SURREY — In the midst of people flowing into the atrium of the Bell Performing Arts Centre for a forum on youth and gangs stood a soft-spoken South Asian man.
His name is Jessy Sahota and though he didn’t share his story on the stage that night, he’s a shining example of an at-risk kid who turned his life around before becoming entrenched in gang life.
A “gangster wannabe” in his youth, Sahota’s life was veered back on track by Surrey’s Wraparound (Wrap) program. In fact, he was the first student ever accepted into the program back in 2005.
He now works for Wrap – a partnership between the school district, RCMP and the city – helping troubled children just like him not get involved in gangs.
The idea? Attach youth to school, to their community and the home by building positive relationships.
“People I grew up with, some are dead, some have been shot, some are fine like me,” said Sahota. “The person beside my house went on to med school. One who lived two doors down died 18 months ago. Life’s all about the choices you make.”
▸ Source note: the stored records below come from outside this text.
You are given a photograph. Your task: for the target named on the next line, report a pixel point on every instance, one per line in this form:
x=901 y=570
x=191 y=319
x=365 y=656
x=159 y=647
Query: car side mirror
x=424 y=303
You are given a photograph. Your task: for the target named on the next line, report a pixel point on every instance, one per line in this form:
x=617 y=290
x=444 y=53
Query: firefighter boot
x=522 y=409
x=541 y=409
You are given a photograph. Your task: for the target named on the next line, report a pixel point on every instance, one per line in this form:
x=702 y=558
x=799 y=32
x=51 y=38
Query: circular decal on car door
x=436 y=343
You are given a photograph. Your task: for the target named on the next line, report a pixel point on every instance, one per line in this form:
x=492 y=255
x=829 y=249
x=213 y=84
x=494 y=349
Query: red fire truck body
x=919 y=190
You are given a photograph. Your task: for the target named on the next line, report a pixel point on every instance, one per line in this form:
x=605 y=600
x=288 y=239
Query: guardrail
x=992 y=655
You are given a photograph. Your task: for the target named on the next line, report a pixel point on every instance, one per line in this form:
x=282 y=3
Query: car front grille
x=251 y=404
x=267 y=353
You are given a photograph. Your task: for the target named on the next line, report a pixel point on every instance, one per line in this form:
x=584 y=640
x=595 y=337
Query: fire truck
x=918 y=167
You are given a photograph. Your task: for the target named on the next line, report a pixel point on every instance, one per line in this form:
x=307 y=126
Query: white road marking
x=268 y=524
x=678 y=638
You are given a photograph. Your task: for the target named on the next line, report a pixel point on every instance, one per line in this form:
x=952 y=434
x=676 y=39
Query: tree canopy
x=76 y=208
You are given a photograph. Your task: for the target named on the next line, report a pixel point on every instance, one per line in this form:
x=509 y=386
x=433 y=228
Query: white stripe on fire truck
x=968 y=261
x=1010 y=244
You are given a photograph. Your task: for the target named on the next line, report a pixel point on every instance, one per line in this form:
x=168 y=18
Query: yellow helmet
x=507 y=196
Sahota was identified as at-risk in the Surrey school district in 2005.
“The (Wrap) manager now, Rob Rai, was a safe school liaison back then, he was my counsellor and liaison,” said Sahota. “He became my friend, my mentor, role model. He helped guide me through my remaining school years and helped me make the right decisions.”
Sahota said though he never actually sold drugs, he was spiralling downward.
“I was carrying a weapon, intimidating, bullying, disrespectful towards staff, fighting, things like that. I was too young to get into the deeper stuff but those type of things evolve into bigger things as you grow older. It can eventually lead to the more serious things like shootings and stabbings,” he said. “We do work with kids who are involved in such things.”
After finishing high school and graduating from SFU last year he was hired at Wrap.
“I came full circle,” he said. “It can be stressful at times because I can’t sit here and say everyone I work with is a success story. Life just doesn’t work like that but when you do see those little changes and the difference you make in their lives, it makes you very happy.”
Programs like Wrap are how to impact future crime rates, he said.
Sahota recalled a quote he once heard that “giving crime prevention money to the police is the equivalent of giving cancer research money to the undertaker” because at that point it’s too late.
“I think police forces around the world have come to the conclusion that crime prevention really starts with grassroots programs like the WRAP program,” said Sahota. “This is where the real preventive work is done whereas police work is kind of reactive in nature.”
There are currently 84 students in Wrap, with 30 on the waitlist. Federal and provincial funding last year allowed the district to halve the waitlist, from about 40 to 20 at that time. Eight to 10 kids are referred to the program every month.